Without any loss of generality, we can assume there there is no $k$ such that $x_k=y_k$. If there is, just change the index skipping the corresponding terms.
In any manner, there is no analytical solution as soon as $n>5$. If $n\leq 5$, reduce to same denominator to face a polynomial of degree $n-1$. For $n>5$, only numerical methods can solve the problem.
We can rewrite the equation as $$f(w)=\sum_{i=1}^n \frac 1{w-a_i}=0 \qquad \text{where} \qquad a_i=\frac{y_i}{y_i-x_i}\tag 1$$
Because of the asymptotes, there are $(n-1)$ solutions.
This is a quite difficult problem I have been working for many years.
It is a particular case of the so-called Underwood equation which appear in chemical engineering where it uses to write $$\sum_{i=1}^n \frac{\alpha_i\, z_i}{ \theta-\alpha_i}=1-q$$
Our most recent work was published in $2014$ in this paper (you can also find it here) where we proposed rapid and robust solution methods using convex transformations. Beside, and this is a key point, for any root, we proposed simple and efficient starting guesses which,typically, make that very few iterations are required (this is illustrated in the first figure showing that the starting guess is almost the solution).
Example
Let us consider the case of equation $(1)$ in which the $a_i$ has been sorted (take care : all of them must be different; otherwise, it is adifferent problem for which I have the solution).
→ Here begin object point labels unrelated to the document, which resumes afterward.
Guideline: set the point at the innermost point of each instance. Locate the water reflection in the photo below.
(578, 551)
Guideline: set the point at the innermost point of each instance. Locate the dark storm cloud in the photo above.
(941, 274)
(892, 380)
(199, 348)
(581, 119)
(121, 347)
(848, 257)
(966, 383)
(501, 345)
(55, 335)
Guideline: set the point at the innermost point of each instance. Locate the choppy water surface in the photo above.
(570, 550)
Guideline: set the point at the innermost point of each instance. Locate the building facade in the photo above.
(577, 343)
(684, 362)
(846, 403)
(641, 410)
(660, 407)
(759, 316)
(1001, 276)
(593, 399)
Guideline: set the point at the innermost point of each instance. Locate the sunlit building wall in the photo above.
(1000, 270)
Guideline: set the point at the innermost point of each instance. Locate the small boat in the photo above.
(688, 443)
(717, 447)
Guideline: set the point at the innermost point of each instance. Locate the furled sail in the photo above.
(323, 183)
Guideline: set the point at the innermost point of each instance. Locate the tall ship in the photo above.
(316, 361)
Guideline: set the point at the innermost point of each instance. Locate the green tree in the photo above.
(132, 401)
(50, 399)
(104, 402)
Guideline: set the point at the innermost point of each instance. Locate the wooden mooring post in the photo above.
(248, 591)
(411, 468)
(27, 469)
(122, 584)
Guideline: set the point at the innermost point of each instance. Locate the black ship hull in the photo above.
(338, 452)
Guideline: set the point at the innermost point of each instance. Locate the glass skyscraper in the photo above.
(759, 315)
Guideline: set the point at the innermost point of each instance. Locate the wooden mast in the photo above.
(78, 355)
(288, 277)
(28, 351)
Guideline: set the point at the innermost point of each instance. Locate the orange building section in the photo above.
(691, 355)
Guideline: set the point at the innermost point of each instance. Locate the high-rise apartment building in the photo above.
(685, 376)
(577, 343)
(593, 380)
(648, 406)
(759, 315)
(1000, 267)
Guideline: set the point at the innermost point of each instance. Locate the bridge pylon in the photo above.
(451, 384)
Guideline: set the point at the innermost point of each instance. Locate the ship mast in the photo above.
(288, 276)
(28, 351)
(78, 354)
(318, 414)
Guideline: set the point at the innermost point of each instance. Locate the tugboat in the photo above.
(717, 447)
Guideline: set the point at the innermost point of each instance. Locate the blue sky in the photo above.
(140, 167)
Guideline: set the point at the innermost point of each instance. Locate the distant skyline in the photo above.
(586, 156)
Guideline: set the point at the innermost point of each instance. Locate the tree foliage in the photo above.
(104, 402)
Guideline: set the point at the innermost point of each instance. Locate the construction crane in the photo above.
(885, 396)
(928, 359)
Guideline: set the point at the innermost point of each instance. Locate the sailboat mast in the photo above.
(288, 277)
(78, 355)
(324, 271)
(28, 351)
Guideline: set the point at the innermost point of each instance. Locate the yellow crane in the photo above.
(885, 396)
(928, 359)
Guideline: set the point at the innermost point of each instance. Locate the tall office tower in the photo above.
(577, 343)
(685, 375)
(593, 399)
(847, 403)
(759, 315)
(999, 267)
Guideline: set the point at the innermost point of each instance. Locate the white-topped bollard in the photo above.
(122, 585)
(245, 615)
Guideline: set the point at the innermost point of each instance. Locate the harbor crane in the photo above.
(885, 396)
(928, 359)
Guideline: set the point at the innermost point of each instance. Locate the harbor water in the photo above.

So, we have one root in each interval $(a_k,a_{k+1})$ and this is the one we shall look for. The derivatives being all negative, in each interval $f(w)$ is a decreasing function with $f(a_k+\epsilon) \to +\infty$ and $f(a_{k+1}-\epsilon) \to -\infty$.
Now, the trick : instead of considering function $f(w)$, we shall consider function $$g(w)=(w-a_k)(w-a_{k+1})f(w)$$ that is to say $$g(w)=(w-a_k)(w-a_{k+1})\sum_{i=1}^{k-1} \frac 1{w-a_i}+$$ $$(w-a_{k+1})+(w-a_{k})+$$ $$(w-a_k)(x-a_{k+1})\sum_{i=k+2}^{n} \frac 1{w-a_i}$$ This removes the two asymptotes between which is the solution we look for. Now, notice that $$g(a_k)=a_k-a_{k+1} \qquad \text{and}\qquad g(a_{k+1})=a_{k+1}-a_k$$ Drawing a straight line between these two points, we can generate an estimate $w_0=\frac{a_k+a_{k+1}}2$ which could be a good starting point for Newton method.
For an easy example, take $n=10$ and let the $a_i$'s be the square root of the $n$ first prime numbers and we shall search for the solution between $\sqrt 7$ and $\sqrt {11}$. Our starting point will be $w_0=\frac {\sqrt 7+\sqrt {11}}2$; below are reproduce Newton iterates $$\left( \begin{array}{cc} n & w_n \\ 0 & 2.981188051 \\ 1 & 2.925520713 \\ 2 & 2.926397375 \\ 3 & 2.926397421 \end{array} \right)$$
As said, this looks simple; however we must take care that, inside the search interval, $g(w)$ uses to go through a maximum value (in the worked example, at $w=3.27248$ and this is not good for Newton method.
So, what I strongly recommend is to use in the searched interval a combination of bisection and Newton-Raphson steps. You can use for example subroutine rtsafe from "Numerical Recipes" (the code is here). It is simple and robust and for this type of problem, very few bisections steps are required. You even do not need to specify the starting point.